まずは、あえてマイナス的な観点から眺めてみましょうか。渋滞のようなシーンでは、クラッチのつなぎ方も含めて、トルクの出し方が唐突な面があり、首都高の渋滞ではひとり(1台か)ギクシャク、尺取り虫のような動きをしておりました。そして、発進後のベタ踏み加速では、1→2速スイッチ時の間がかなりのロスになり、完璧に流れをリードしたいような乱暴な走り方ではストレスになります。あとは、住宅街などでの急な上り坂、かつ右左折といったシーンでは、クラッチのつなぎに間を感じ、唐突なトルクに驚くこともありました。
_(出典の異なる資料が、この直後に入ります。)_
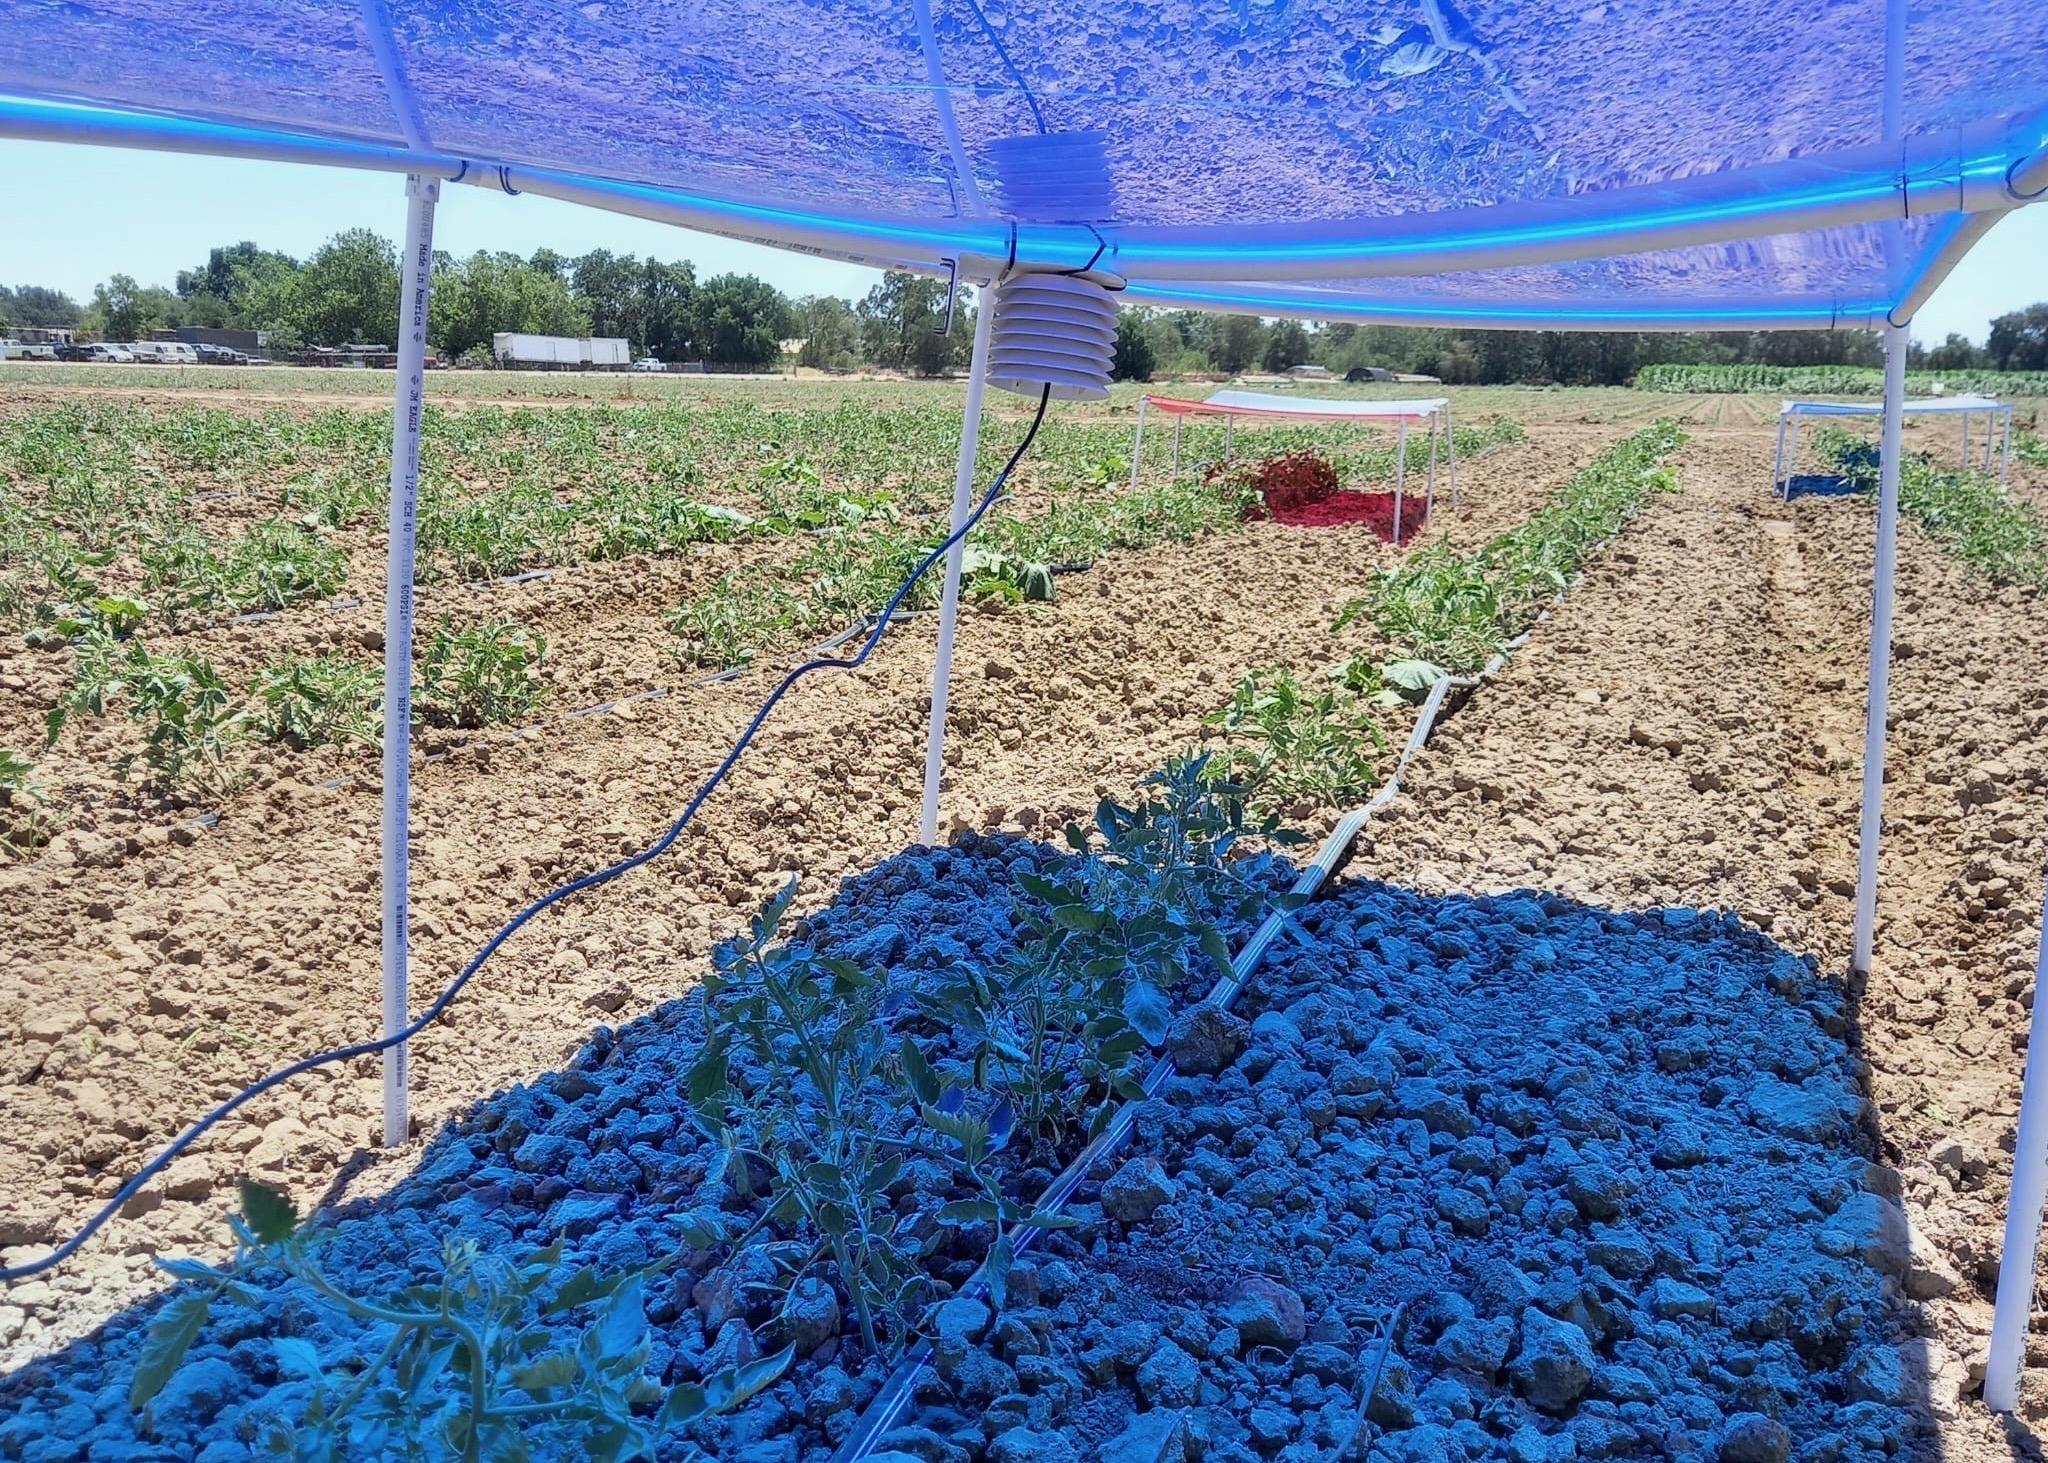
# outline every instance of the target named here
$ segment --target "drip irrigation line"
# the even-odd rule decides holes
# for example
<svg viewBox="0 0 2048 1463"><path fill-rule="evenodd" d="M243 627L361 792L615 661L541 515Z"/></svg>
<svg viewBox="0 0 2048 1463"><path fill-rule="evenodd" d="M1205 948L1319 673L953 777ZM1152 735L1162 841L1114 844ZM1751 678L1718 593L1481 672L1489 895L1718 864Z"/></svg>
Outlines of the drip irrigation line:
<svg viewBox="0 0 2048 1463"><path fill-rule="evenodd" d="M1526 638L1525 634L1522 639ZM1519 639L1510 642L1509 649L1520 643ZM1415 729L1409 733L1407 744L1402 747L1401 755L1394 764L1394 771L1388 777L1386 786L1381 788L1365 806L1354 808L1337 820L1337 826L1330 830L1329 836L1323 840L1322 847L1316 851L1314 861L1302 871L1301 877L1294 881L1294 887L1289 891L1291 894L1307 899L1313 898L1321 890L1330 875L1336 871L1338 864L1343 862L1345 855L1350 852L1351 845L1357 841L1367 821L1400 794L1401 778L1407 772L1409 762L1429 740L1430 731L1435 727L1437 716L1443 710L1444 702L1451 692L1469 689L1493 675L1507 663L1507 654L1507 651L1502 651L1495 655L1487 662L1486 668L1477 675L1445 676L1429 688L1429 695L1424 699L1422 709L1415 718ZM1259 962L1265 958L1267 952L1273 948L1274 942L1291 923L1288 914L1282 911L1275 910L1267 915L1231 961L1234 973L1226 974L1219 979L1215 988L1203 998L1201 1004L1229 1010L1243 992ZM1174 1065L1171 1057L1161 1057L1153 1063L1152 1069L1145 1074L1145 1099L1150 1101L1156 1097L1160 1089L1166 1085L1167 1079L1173 1075ZM1028 1206L1032 1212L1056 1215L1065 1208L1067 1202L1087 1181L1088 1176L1129 1141L1137 1125L1140 1105L1135 1101L1121 1104L1102 1133L1082 1149L1079 1156L1046 1186L1037 1203ZM1023 1254L1043 1239L1045 1234L1046 1231L1037 1225L1021 1227L1012 1238L1012 1251ZM984 1260L954 1294L970 1298L984 1294L988 1289L987 1276L988 1262ZM931 1342L920 1340L903 1360L897 1363L896 1369L882 1384L881 1391L875 1394L874 1400L868 1404L867 1410L854 1424L852 1433L833 1455L832 1463L860 1463L860 1460L873 1453L883 1434L894 1427L909 1408L916 1394L919 1377L930 1362L931 1355Z"/></svg>
<svg viewBox="0 0 2048 1463"><path fill-rule="evenodd" d="M609 883L621 874L637 869L640 865L649 863L666 853L674 845L675 841L682 837L683 830L690 826L691 821L697 816L698 810L710 800L711 794L718 790L719 784L725 781L727 775L739 763L740 755L746 751L748 745L754 740L755 734L761 730L762 725L774 712L776 706L780 704L782 698L789 693L791 687L795 686L798 681L813 671L858 670L862 665L866 664L868 657L873 655L875 648L882 643L882 636L887 632L889 621L895 616L897 606L909 597L910 591L916 586L917 581L922 579L934 564L944 558L947 551L955 543L958 543L967 536L975 524L981 521L981 516L989 510L989 507L1001 495L1003 485L1009 481L1011 472L1023 460L1024 454L1031 449L1032 442L1038 436L1038 429L1044 425L1045 411L1051 402L1052 388L1047 386L1039 395L1038 410L1031 418L1031 425L1024 433L1024 440L1017 444L1016 450L1010 454L1009 460L1003 464L1002 470L996 474L995 481L989 485L988 491L982 495L981 501L975 505L974 511L966 516L958 528L954 529L942 542L927 553L923 559L918 561L917 567L910 571L908 577L898 586L896 593L882 607L880 615L876 617L874 627L869 632L868 638L862 643L860 649L850 656L827 657L805 661L802 665L795 667L788 674L784 675L776 683L775 689L768 694L768 699L761 703L760 709L754 713L753 719L747 723L746 729L740 733L739 739L733 743L732 750L725 754L725 759L718 764L704 785L697 790L696 795L684 806L683 811L669 825L666 833L662 834L660 838L656 839L639 853L620 859L617 863L599 869L595 873L585 874L579 879L573 879L569 883L547 894L543 894L540 898L534 900L531 904L513 915L511 919L507 920L498 929L496 934L484 942L483 948L470 958L469 963L463 966L461 973L448 983L441 994L434 998L433 1003L413 1018L406 1026L391 1033L389 1036L379 1037L372 1041L359 1041L348 1046L336 1047L332 1051L320 1052L310 1057L302 1057L289 1066L280 1067L269 1076L253 1082L235 1093L232 1097L186 1128L176 1138L172 1139L161 1153L144 1164L133 1178L121 1185L115 1191L114 1196L101 1205L93 1216L86 1220L83 1226L72 1234L69 1239L51 1250L49 1254L44 1255L40 1259L0 1269L0 1282L11 1284L18 1280L26 1280L32 1275L40 1275L46 1270L56 1268L58 1265L63 1264L64 1261L70 1259L71 1256L77 1254L80 1249L84 1248L86 1242L94 1234L98 1233L101 1226L120 1213L122 1207L130 1199L134 1198L136 1194L140 1193L150 1180L168 1168L180 1154L184 1153L186 1149L203 1137L216 1123L270 1091L273 1087L280 1086L294 1077L314 1070L316 1067L330 1066L336 1062L353 1061L357 1057L375 1056L379 1052L389 1050L391 1047L397 1046L402 1042L410 1041L440 1019L441 1013L446 1011L454 1003L455 998L462 994L463 988L469 984L470 979L475 976L477 971L483 968L484 962L497 954L499 947L511 939L513 935L517 934L534 916L540 914L543 910L561 903L571 895L580 894L586 889L594 889L600 884Z"/></svg>

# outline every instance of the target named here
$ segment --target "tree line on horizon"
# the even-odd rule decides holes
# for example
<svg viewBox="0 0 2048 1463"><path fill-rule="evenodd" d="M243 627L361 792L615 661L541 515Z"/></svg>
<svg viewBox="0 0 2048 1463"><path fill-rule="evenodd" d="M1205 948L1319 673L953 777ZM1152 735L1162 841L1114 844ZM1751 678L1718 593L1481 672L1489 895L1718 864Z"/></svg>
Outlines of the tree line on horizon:
<svg viewBox="0 0 2048 1463"><path fill-rule="evenodd" d="M105 340L142 340L181 325L262 330L273 349L376 343L398 334L398 250L369 229L335 235L307 258L242 242L209 252L170 286L117 274L83 304L39 285L0 286L0 332L72 326ZM953 328L940 333L946 287L892 271L860 300L792 299L751 274L697 277L688 260L595 249L529 258L479 250L434 256L428 339L446 359L488 356L499 331L624 337L637 356L713 366L775 365L797 342L802 366L863 367L933 376L964 367L974 336L974 292L963 290ZM1236 375L1319 365L1435 376L1458 385L1621 386L1644 366L1875 366L1865 331L1442 330L1303 324L1195 310L1127 309L1116 374ZM1982 346L1961 335L1914 342L1909 364L1929 370L2048 370L2048 303L2001 315Z"/></svg>
<svg viewBox="0 0 2048 1463"><path fill-rule="evenodd" d="M116 274L83 304L41 285L0 286L0 334L68 326L129 341L194 325L264 331L279 352L388 347L398 335L398 296L396 246L372 230L350 229L303 260L246 241L217 248L169 286ZM428 343L448 360L487 358L494 334L523 331L623 337L636 357L760 368L775 365L784 342L800 338L805 364L935 375L965 363L974 327L970 305L950 335L937 334L945 286L909 274L890 274L858 302L792 300L751 274L699 279L688 260L605 249L573 258L540 249L525 259L437 252L432 299Z"/></svg>

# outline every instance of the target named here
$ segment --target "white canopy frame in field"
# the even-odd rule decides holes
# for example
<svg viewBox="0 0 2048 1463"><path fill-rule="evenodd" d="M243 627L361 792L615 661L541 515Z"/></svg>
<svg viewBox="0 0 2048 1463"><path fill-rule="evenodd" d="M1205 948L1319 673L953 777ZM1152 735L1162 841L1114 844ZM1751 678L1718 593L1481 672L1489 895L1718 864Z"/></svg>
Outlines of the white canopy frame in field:
<svg viewBox="0 0 2048 1463"><path fill-rule="evenodd" d="M1131 441L1131 486L1138 486L1139 470L1145 462L1145 413L1157 410L1173 418L1173 473L1180 476L1181 426L1191 416L1223 418L1223 460L1231 461L1231 428L1239 417L1253 420L1295 422L1392 422L1394 424L1394 543L1401 542L1402 500L1408 486L1408 424L1423 422L1429 427L1429 483L1422 518L1427 523L1436 511L1436 463L1438 435L1450 455L1451 511L1458 511L1458 443L1451 434L1451 401L1447 396L1417 400L1343 401L1319 396L1276 396L1263 391L1213 391L1200 401L1177 396L1155 396L1146 392L1138 398L1138 430Z"/></svg>
<svg viewBox="0 0 2048 1463"><path fill-rule="evenodd" d="M1562 77L1567 71L1597 68L1610 55L1625 68L1612 78L1596 78L1611 79L1614 91L1595 85L1584 94L1568 87L1518 94L1510 88L1506 94L1514 105L1487 106L1511 128L1525 121L1533 126L1534 110L1547 109L1547 123L1558 133L1572 130L1573 108L1606 109L1608 115L1597 118L1604 144L1581 146L1576 133L1575 140L1546 140L1536 130L1499 147L1465 150L1489 164L1506 160L1519 167L1519 160L1531 156L1562 162L1559 177L1538 169L1528 175L1534 182L1527 184L1510 173L1463 178L1381 166L1380 160L1364 170L1343 172L1353 159L1329 151L1333 138L1370 145L1391 133L1422 136L1427 128L1421 124L1429 120L1426 110L1419 118L1411 110L1401 127L1378 125L1384 117L1369 109L1379 105L1374 98L1381 87L1357 86L1349 78L1341 88L1318 92L1316 100L1362 109L1359 114L1333 112L1331 122L1341 127L1307 129L1300 134L1312 138L1302 144L1306 150L1286 151L1298 139L1265 125L1266 119L1276 108L1298 106L1302 87L1334 85L1325 78L1342 68L1332 64L1336 51L1324 52L1336 28L1360 20L1370 7L1295 7L1284 17L1276 14L1274 27L1298 27L1303 35L1260 52L1274 73L1274 90L1263 95L1257 87L1264 68L1235 62L1241 43L1235 32L1212 34L1164 21L1163 29L1147 32L1139 25L1145 15L1140 8L1128 12L1126 30L1136 27L1135 32L1119 39L1119 44L1136 46L1148 62L1138 68L1140 74L1156 60L1175 68L1200 63L1207 68L1204 74L1217 78L1216 96L1205 91L1200 110L1186 114L1181 125L1202 127L1213 120L1236 129L1229 136L1237 146L1254 152L1264 147L1268 155L1226 168L1232 161L1227 149L1206 148L1169 133L1172 156L1194 170L1182 181L1199 186L1174 186L1175 180L1167 180L1166 186L1146 188L1147 170L1157 167L1157 155L1121 158L1126 195L1142 193L1151 214L1141 210L1120 216L1122 205L1112 187L1091 195L1092 212L1080 215L1083 222L1071 221L1076 213L1063 201L1047 209L1026 198L1019 206L1017 198L1024 195L1012 197L1000 186L1014 180L1001 176L1004 154L994 144L1019 139L992 130L997 124L989 108L1014 112L1017 102L1028 101L1041 135L1049 131L1047 106L1071 113L1069 130L1058 135L1099 136L1106 150L1112 137L1120 145L1147 140L1147 117L1117 111L1115 129L1104 130L1096 110L1166 103L1143 87L1128 98L1121 88L1104 88L1097 50L1061 49L1079 33L1071 11L1043 0L1016 0L1005 7L1007 44L993 48L980 46L984 31L994 36L985 16L982 30L964 14L948 16L949 55L941 54L930 0L913 0L916 23L911 26L902 25L886 7L806 7L801 18L813 26L809 31L795 27L800 13L780 0L736 0L724 13L724 28L742 42L750 34L775 41L702 56L685 53L694 53L700 42L710 44L713 37L693 36L679 46L672 32L658 29L659 17L653 15L640 30L630 19L607 18L601 46L554 44L568 34L561 28L576 22L551 0L505 0L484 31L471 27L466 16L451 23L438 0L422 0L402 14L383 0L362 0L354 31L345 22L336 24L334 7L270 0L264 23L236 31L242 44L220 46L222 28L234 27L249 3L227 0L224 8L203 14L182 0L131 0L121 7L86 0L58 10L0 8L0 137L407 176L386 636L386 680L393 691L387 704L398 712L410 684L413 563L406 530L417 504L419 365L430 284L425 261L431 258L434 192L440 182L534 193L975 285L993 284L1020 267L1095 271L1121 284L1126 300L1226 313L1494 329L1882 332L1886 365L1878 544L1851 961L1857 972L1869 971L1876 933L1906 323L1999 217L2048 196L2048 7L2038 0L1952 0L1911 14L1906 0L1846 0L1861 7L1860 17L1837 14L1838 23L1825 35L1814 33L1810 43L1797 46L1766 33L1765 22L1799 20L1796 14L1786 16L1783 7L1748 15L1739 6L1724 5L1714 12L1720 21L1705 26L1694 22L1692 12L1678 14L1681 8L1673 7L1680 27L1673 43L1704 53L1715 64L1655 74L1635 59L1645 45L1655 44L1654 38L1605 50L1579 46L1570 53L1576 59L1567 64L1561 49L1566 30L1553 25L1541 7L1503 12L1499 24L1505 33L1489 38L1491 48L1532 76ZM343 7L342 13L354 8ZM979 14L979 7L973 9ZM1361 16L1351 15L1353 10ZM1663 19L1653 8L1632 24L1654 28ZM1362 23L1370 26L1371 18ZM841 30L831 31L834 25ZM1967 43L1956 43L1956 36L1966 36ZM744 69L755 57L781 66L787 56L801 54L800 49L792 52L793 46L822 46L831 39L844 40L849 54L867 47L861 54L871 57L874 68L920 56L922 81L908 74L869 77L860 65L849 65L807 90L786 71L776 73L773 85L749 85L744 77L717 71ZM523 64L523 51L541 45L548 48L559 85L507 87L502 73L491 69L508 64L516 69ZM171 46L179 48L177 58L163 59ZM1216 56L1202 49L1211 46L1227 50ZM971 65L965 54L970 50ZM366 54L374 67L363 62ZM1466 46L1457 54L1469 59L1478 52ZM1018 55L1025 65L1017 64ZM125 58L134 56L149 57L150 64L128 64ZM996 56L1007 71L997 65ZM1285 67L1296 60L1309 71L1287 72ZM949 64L954 70L950 79ZM1464 64L1447 61L1444 76ZM1472 64L1485 71L1480 63ZM712 68L717 84L700 85L674 70L692 65ZM648 84L622 86L620 77L636 67L646 73ZM1799 82L1825 84L1774 84L1788 70L1799 73L1794 78ZM1859 71L1867 74L1867 85L1854 87L1843 80ZM1032 94L1027 72L1039 78L1046 93L1043 104ZM415 88L414 73L433 85ZM1634 121L1624 105L1643 100L1620 94L1631 76L1657 89L1652 106L1661 140L1653 140L1650 123ZM1725 88L1749 77L1761 86L1740 101L1724 95ZM1687 78L1697 78L1697 88L1688 90ZM1442 80L1433 76L1426 85ZM841 81L845 84L834 89ZM380 84L388 116L378 115L374 103ZM600 109L604 126L595 145L578 153L564 139L590 109L573 102L554 107L552 99L586 93L616 97L618 105ZM1283 93L1284 102L1279 99ZM682 138L670 135L675 124L667 114L694 105L699 94L745 96L751 110L734 117L729 127L701 127ZM1456 91L1446 94L1460 109L1458 115L1466 115L1471 99ZM1793 100L1783 112L1772 112L1779 96ZM1822 96L1834 110L1801 110L1808 107L1807 99ZM1255 110L1245 112L1233 99ZM1403 105L1413 100L1393 97ZM918 111L920 104L928 110ZM1258 125L1240 125L1248 116L1256 117ZM1740 155L1737 139L1714 130L1728 118L1740 119L1746 148ZM1091 133L1091 128L1097 130ZM575 135L587 143L587 132ZM449 145L437 133L464 141ZM1705 152L1667 155L1694 136ZM787 150L790 139L814 138L828 139L827 166ZM1747 148L1753 138L1772 139L1770 149ZM735 148L739 156L731 155ZM1571 155L1574 148L1584 155ZM905 188L898 194L912 197L912 203L891 197L878 206L868 191L871 178L840 166L849 157L898 159L898 181L933 186L921 195L923 203L915 201L916 189ZM1294 181L1276 184L1272 165L1291 169ZM785 171L802 174L801 186L779 188ZM1610 177L1616 181L1607 185L1579 181ZM1400 183L1415 191L1391 204L1352 206L1347 179L1361 190ZM981 181L991 185L997 206L984 201ZM1322 201L1308 197L1317 189ZM1471 201L1477 197L1489 201ZM1266 202L1273 198L1287 199L1290 211L1273 211ZM1732 247L1749 244L1764 247ZM1788 256L1799 267L1777 269L1776 262ZM1721 272L1718 287L1715 270ZM989 374L986 342L978 339L959 482L969 481L972 473L980 390ZM956 527L962 503L964 495L956 498ZM939 793L958 562L957 552L949 556L942 607L927 765L927 839L933 836ZM402 1029L393 1023L408 1010L409 759L403 716L387 715L385 726L388 1033ZM2048 930L2037 988L2044 982ZM385 1130L387 1141L398 1142L409 1125L404 1050L394 1050L386 1071ZM1985 1400L1997 1410L2009 1411L2017 1401L2044 1199L2048 1021L2035 1021L2007 1211L2007 1263L2000 1267L1985 1379Z"/></svg>
<svg viewBox="0 0 2048 1463"><path fill-rule="evenodd" d="M2012 482L2012 403L1988 396L1930 396L1905 402L1899 410L1906 416L1959 416L1962 418L1961 465L1973 468L1970 451L1970 423L1984 418L1984 466L1990 472L1998 466L2002 483ZM1799 471L1799 424L1807 417L1882 417L1882 402L1870 401L1787 401L1778 407L1778 455L1771 469L1771 490L1780 501L1790 502L1792 479Z"/></svg>

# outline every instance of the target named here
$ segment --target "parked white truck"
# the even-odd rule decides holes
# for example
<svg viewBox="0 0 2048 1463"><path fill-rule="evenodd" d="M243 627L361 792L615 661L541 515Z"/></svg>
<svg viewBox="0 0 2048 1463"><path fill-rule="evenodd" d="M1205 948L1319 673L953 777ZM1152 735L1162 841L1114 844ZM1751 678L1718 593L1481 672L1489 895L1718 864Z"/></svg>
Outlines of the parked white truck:
<svg viewBox="0 0 2048 1463"><path fill-rule="evenodd" d="M508 371L623 371L633 353L617 336L528 335L501 330L491 355Z"/></svg>

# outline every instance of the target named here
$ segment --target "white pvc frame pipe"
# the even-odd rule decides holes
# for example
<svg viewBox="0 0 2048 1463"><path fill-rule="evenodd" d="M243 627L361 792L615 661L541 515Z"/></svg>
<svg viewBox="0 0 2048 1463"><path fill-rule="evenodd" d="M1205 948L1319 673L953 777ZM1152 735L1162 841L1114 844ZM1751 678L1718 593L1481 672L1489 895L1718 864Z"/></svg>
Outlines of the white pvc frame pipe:
<svg viewBox="0 0 2048 1463"><path fill-rule="evenodd" d="M981 447L981 400L988 385L988 339L995 322L995 304L983 292L975 311L974 356L967 368L967 405L960 419L960 463L953 473L952 532L959 533L974 507L975 453ZM1138 410L1144 411L1139 403ZM1143 440L1144 418L1138 419ZM1136 454L1133 454L1135 459ZM1137 467L1132 464L1135 480ZM932 666L932 714L924 736L924 808L918 815L918 842L931 848L939 841L939 782L946 772L946 697L953 685L953 635L960 621L960 576L967 562L967 540L954 540L946 550L946 588L939 599L939 649Z"/></svg>
<svg viewBox="0 0 2048 1463"><path fill-rule="evenodd" d="M1138 398L1138 436L1137 440L1131 443L1131 487L1133 489L1138 486L1138 469L1145 461L1145 408L1151 404L1151 400L1152 398L1149 396Z"/></svg>
<svg viewBox="0 0 2048 1463"><path fill-rule="evenodd" d="M1850 965L1870 973L1877 939L1877 851L1884 818L1885 710L1892 678L1892 579L1899 557L1899 454L1905 423L1903 325L1884 331L1884 430L1877 482L1877 567L1871 583L1870 694L1863 720L1863 817L1856 836L1856 936Z"/></svg>
<svg viewBox="0 0 2048 1463"><path fill-rule="evenodd" d="M1436 435L1440 413L1429 414L1429 485L1422 490L1422 523L1426 529L1436 514Z"/></svg>
<svg viewBox="0 0 2048 1463"><path fill-rule="evenodd" d="M426 408L427 296L434 281L437 178L405 180L404 279L398 301L398 389L391 414L391 513L384 568L384 1035L411 1022L407 927L412 791L413 542L419 523L420 417ZM384 1051L384 1146L411 1136L408 1043Z"/></svg>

と、マイナスをピックアップしましたが、いずれもオートモードでの話。つまり、オートモードが完璧と考えなければ済む話なのかなとも思いました。つまり、マニュアルモードをベースだと考えるといいかと。もちろん、マニュアル車のようなクラッチペダルを利用した微妙な調整には叶いませんが、まぁ、そこはオートモードを得るためにはクラッチペダルレスとしたのだと、考えれば理解できるのではないかと。つまり、考え方次第。と、これはASGを肯定する人たちに共通した意見だと思います。
そこで不思議なのは、気にならない・気になるというレベルで評価がふたつに分かれ、気にしないという、妥協がないことです。…中略…、あれこれと考えましたが、たぶん、ASGを受け入れられる人とは、仕方ないねを語ることができ、他を認めつつ、それを自分なりに理解できる人ではないかと。つまり、それは自らを押しつけるのではなく、仕方ないねというニュアンスにより、相手を理解ができるか否か。こうじゃなきゃダメだ、ではなくて、そういう考え方“も”おもしろいねと、言えるかどうかではないでしょうか。
と考えると、ASGが合わないと感じた人に対して、何をどう説明しようとも、理解してもらうことができないワケも見えてきます。
で、さらに考えてみますと、up!そのものの価値が、実はASGを受け入れられる人向けに、仕立てられていることに気づきます。そんな視点からup!を眺めると、それを意図するかのように、VWはup!に対して、あれこれを表現しているような気がしてきます。あれやこれはチープだけど愉しさをデザインしたインテリア、質感はゴルフに届いていないけど、そこにVWらしさが感じ取れる走り、もちろん、ASGのフィーリングに対しても。とりあえず、受け入れてみて、理解し、納得できるならば愉しんでしまう、そんなスタンスがある人向けのモデルが、up!、なのですな。
つまり、スタートダッシュで先頭に立つことに意義を見いださず、加速感の途切れ(失速ではない)に緩さを感じること。そんなスタンスを愉しもうよと、up!は誘っているわけです。だから、価格だけで選ばないほうがいいですし、そこから先に価値を見い出した人は、満足感の高いモデルと言えますな。